Monday, February 24, 2014

Cancer Spreading

Last week was not a good one. The effects of chemo felt particularly awful. The next day started getting better but then my neck became very sore and tender, right near the area where I had had the lump. My neck has not been an issue. The tumor seemed to melt away quickly in the beginning and hasn't been a problem since, but I couldn't ignore this new tenderness. I called into my nurse to let her know about it and ask what I should do. I was waiting for her to speak to the doctor and call me back. As time passed I felt increasing worse, not in my neck but my stomach felt horrible. I called again and added this new symptom. They wanted to see me. I went in the next day and they couldn't tell anything from the blood work so they sent me in for a CT scan. Rather than just scan my neck I suggested he do a full scan since we were only a few weeks away from my scheduled scan anyway, so they did. The scan showed that my tumors are growing and the cancer has spread. They saw several tumors in my abdomen around my intestines, not in an organ. There was a fuzzy area in my neck that they think is nothing but aren't 100% sure. My doctor was definitely more concerned with the new tumors than he was with the growth of the old ones. Treatment needs to change so we are stopping the folfiri and going to the next and final chemo option called regorafenib.
Several months ago my daughter posted the following on her Facebook.
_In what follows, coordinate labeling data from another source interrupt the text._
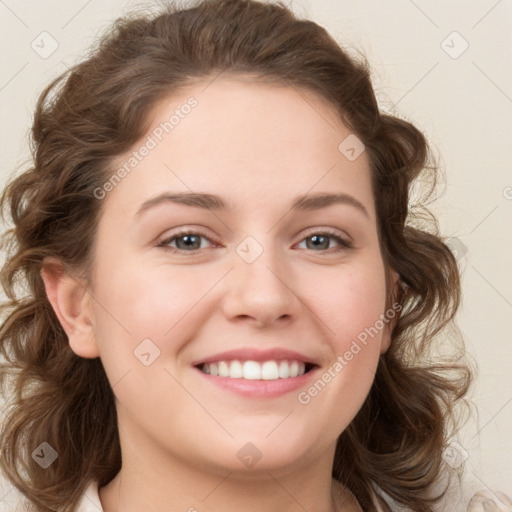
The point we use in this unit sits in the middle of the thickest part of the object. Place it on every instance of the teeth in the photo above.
(252, 370)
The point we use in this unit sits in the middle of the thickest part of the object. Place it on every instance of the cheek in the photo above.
(350, 302)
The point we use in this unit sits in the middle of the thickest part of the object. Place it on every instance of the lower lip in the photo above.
(260, 388)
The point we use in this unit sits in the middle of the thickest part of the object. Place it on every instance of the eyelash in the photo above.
(344, 244)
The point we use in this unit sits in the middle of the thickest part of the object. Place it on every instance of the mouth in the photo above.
(256, 370)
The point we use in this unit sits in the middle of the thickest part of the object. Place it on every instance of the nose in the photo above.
(260, 291)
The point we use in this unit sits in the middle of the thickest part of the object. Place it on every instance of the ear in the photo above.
(72, 304)
(393, 309)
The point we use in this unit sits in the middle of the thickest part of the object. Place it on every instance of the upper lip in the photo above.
(253, 354)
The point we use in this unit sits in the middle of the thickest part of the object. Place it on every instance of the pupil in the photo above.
(188, 240)
(320, 237)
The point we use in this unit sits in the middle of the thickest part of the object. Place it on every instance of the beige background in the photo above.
(462, 100)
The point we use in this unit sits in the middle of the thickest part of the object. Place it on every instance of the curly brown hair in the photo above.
(93, 113)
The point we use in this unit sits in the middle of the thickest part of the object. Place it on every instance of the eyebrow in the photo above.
(306, 202)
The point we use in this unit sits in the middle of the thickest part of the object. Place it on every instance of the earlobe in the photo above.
(393, 310)
(72, 305)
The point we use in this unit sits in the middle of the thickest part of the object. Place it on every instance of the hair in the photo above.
(96, 111)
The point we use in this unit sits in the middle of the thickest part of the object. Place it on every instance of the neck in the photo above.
(179, 485)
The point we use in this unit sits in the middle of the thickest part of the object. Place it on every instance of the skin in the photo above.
(258, 147)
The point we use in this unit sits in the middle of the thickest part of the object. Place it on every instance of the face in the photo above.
(261, 269)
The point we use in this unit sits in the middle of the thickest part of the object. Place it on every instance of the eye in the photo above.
(186, 241)
(321, 241)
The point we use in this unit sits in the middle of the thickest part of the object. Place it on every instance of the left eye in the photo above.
(186, 242)
(322, 241)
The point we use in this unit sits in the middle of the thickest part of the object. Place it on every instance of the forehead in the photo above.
(247, 139)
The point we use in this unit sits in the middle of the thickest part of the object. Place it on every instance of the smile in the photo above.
(254, 370)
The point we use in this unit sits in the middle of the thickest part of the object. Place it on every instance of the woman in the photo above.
(231, 302)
I was so impressed by her ability to put into words such a vivid discription of her feelings (and the feelings of all of us) that I wanted to share it here.

"Bad days are expected. It's what you prepare for when you first hear "cancer". It's sort of like standing at the edge of a cliff with a blindfold on. You know you're at the edge but to look would be too scary. When you stand there long enough, you get used to the idea of being at the edge of a cliff. Then the wind gets a little stronger and pushes you, and you hear rocks fall as your balance slips, your stomach sinks, and all the scary feelings come back." -Valerie

Along the way we have experienced good days and bad, blessings, miracles and hard things to handle. It is human of us to have fear and anxiety when things are not good. To use Valerie’s analogy of the cliff, it is clear that at some point we must go over the cliff. We see that going over the cliff is going to bring pain and suffering and our fear and anxiety build. But if we know where to turn for peace we can feel peace even in the middle of our trials. There are several things that bring me peace. 1) Knowing that I have friends and family to help, comfort and lean on during these times. 2) Knowing that there are many on the other side who love us and watch over us as well. 3) Knowing that my Savior, Jesus Christ, is aware of me and loves me and His sacrifice made it possible for me to be forgiven of my sins, have peace in my heart, be able to return to Him, and with His help I can bear all things. Knowing these things helps me to see the cliff a little differently. I think when the time comes, we will find ourselves not falling but being carried by angels and placed gently on the other side.